A Cuban agricultural scientist who uses a guitar and a song to spread the benefits of organic farming has won the prestigious Goldman Prize, a $150,000 award presented each year to grass-roots "environmental heroes."
Humberto Rios Labrada, a PhD with Cuba's National Institute of Agricultural Science, runs a program for local farming innovation. It's his job to convince farmers to plant diverse crops without chemicals in a centralized economy that tightly controls what can be planted and when.
Ríos is credited with creating a program that spread to 55,000 farmers, which increased access to seeds and helped growers find more environmentally friendly ways to plant their harvest.
His award comes as Cuba's agriculture industry struggles to slide out of a crisis that forces the government to import 60 percent of the nation's food. Under increasing pressure to raise their output, farmers are desperate to wrestle out from government control and prove they can do alone what state farms could not: Feed the country.

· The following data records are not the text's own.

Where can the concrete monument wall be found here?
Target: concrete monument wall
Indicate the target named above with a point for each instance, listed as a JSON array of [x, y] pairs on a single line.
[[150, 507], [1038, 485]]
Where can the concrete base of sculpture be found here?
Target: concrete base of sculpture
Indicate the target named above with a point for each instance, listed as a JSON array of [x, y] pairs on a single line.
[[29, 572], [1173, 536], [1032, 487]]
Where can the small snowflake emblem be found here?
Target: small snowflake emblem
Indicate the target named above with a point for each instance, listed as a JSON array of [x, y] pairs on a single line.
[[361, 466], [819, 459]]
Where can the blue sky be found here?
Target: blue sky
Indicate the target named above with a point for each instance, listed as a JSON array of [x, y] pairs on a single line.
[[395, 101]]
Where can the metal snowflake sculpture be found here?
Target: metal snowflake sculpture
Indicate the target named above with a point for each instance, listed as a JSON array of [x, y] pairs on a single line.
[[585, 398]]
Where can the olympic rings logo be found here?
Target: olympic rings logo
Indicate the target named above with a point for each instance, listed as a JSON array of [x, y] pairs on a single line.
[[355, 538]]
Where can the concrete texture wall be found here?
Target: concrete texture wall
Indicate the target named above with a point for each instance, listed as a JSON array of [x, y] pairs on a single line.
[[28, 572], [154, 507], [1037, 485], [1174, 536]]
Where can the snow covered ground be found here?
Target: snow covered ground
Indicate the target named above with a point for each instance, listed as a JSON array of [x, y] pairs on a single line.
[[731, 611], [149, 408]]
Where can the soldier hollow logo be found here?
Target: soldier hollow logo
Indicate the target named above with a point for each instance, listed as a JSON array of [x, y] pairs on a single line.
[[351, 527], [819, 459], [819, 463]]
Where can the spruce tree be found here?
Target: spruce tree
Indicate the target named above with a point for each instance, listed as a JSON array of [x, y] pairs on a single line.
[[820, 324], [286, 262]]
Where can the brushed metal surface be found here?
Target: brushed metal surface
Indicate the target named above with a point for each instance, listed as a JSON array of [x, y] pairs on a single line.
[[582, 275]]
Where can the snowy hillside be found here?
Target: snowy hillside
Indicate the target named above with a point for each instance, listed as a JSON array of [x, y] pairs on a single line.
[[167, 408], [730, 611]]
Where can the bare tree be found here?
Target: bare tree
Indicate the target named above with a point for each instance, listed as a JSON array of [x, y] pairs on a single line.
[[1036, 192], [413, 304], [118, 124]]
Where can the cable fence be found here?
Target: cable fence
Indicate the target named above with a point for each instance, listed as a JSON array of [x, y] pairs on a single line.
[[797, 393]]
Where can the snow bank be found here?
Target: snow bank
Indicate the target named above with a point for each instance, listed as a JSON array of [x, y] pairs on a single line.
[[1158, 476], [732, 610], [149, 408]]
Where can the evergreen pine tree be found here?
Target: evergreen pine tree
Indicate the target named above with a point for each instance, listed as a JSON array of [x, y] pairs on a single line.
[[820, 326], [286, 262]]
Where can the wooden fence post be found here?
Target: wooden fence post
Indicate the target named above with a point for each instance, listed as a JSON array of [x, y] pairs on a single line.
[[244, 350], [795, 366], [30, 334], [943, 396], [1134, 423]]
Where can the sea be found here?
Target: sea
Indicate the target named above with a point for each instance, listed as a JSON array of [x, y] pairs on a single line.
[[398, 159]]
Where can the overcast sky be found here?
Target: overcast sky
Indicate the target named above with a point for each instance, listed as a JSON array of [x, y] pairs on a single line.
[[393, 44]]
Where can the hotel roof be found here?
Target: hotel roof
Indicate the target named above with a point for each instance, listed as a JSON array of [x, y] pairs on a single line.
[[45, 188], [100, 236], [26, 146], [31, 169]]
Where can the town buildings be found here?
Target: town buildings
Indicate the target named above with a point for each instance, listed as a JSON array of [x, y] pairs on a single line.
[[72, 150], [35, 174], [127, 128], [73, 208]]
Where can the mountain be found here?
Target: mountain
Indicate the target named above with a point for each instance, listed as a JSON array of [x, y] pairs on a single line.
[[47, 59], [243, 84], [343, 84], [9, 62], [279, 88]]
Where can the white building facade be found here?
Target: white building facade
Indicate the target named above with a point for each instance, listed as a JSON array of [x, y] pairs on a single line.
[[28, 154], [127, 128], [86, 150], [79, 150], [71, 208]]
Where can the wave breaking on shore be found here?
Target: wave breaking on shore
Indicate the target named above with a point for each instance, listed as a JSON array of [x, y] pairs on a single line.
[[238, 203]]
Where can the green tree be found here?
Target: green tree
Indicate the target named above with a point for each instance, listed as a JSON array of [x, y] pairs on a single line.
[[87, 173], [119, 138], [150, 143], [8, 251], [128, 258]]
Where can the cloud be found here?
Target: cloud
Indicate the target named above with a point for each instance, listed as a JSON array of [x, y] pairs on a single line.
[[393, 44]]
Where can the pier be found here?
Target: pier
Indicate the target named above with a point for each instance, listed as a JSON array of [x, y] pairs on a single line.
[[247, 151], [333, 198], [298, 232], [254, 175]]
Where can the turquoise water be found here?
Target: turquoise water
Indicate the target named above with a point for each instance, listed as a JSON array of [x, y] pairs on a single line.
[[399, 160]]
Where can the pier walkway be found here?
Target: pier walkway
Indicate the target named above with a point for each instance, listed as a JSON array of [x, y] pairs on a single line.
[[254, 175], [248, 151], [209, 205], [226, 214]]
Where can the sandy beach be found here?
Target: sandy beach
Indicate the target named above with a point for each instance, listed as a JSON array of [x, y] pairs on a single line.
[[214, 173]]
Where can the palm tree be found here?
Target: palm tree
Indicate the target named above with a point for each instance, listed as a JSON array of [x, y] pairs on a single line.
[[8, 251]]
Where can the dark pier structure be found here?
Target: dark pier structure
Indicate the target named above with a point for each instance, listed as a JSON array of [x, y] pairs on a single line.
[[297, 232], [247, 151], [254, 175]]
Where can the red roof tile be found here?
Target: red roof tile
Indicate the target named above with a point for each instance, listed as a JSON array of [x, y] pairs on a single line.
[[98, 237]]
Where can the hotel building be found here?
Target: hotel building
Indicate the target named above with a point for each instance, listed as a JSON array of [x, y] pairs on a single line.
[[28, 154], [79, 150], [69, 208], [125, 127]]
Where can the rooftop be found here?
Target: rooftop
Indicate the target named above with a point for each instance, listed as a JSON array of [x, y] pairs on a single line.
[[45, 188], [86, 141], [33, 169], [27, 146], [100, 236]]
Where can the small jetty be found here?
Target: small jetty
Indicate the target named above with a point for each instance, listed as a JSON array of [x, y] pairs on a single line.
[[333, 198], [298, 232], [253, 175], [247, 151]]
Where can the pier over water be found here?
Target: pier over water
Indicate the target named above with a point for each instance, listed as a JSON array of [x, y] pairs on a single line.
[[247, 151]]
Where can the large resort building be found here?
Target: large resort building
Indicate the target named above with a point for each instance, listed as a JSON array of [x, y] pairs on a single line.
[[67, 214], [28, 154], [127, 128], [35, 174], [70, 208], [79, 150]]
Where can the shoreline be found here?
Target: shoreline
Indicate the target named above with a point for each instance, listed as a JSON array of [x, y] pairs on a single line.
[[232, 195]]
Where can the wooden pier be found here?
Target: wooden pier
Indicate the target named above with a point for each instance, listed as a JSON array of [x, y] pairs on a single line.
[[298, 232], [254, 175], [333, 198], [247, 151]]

"Farmers in our program increased their production two- or three-fold," Ríos said in a telephone interview from San Francisco, where he was presented with the award Monday. "It was a revolution within the revolution. I am not saying it is the solution to Cuba's agricultural crisis, but it will certainly help."
He believes food production statistics are underreported, making the food crisis seem worse than it is.
"If we go by the statistics, well then Cuba is undergoing a famine," he said. "And everywhere you look, there are fat people eating and drinking rum."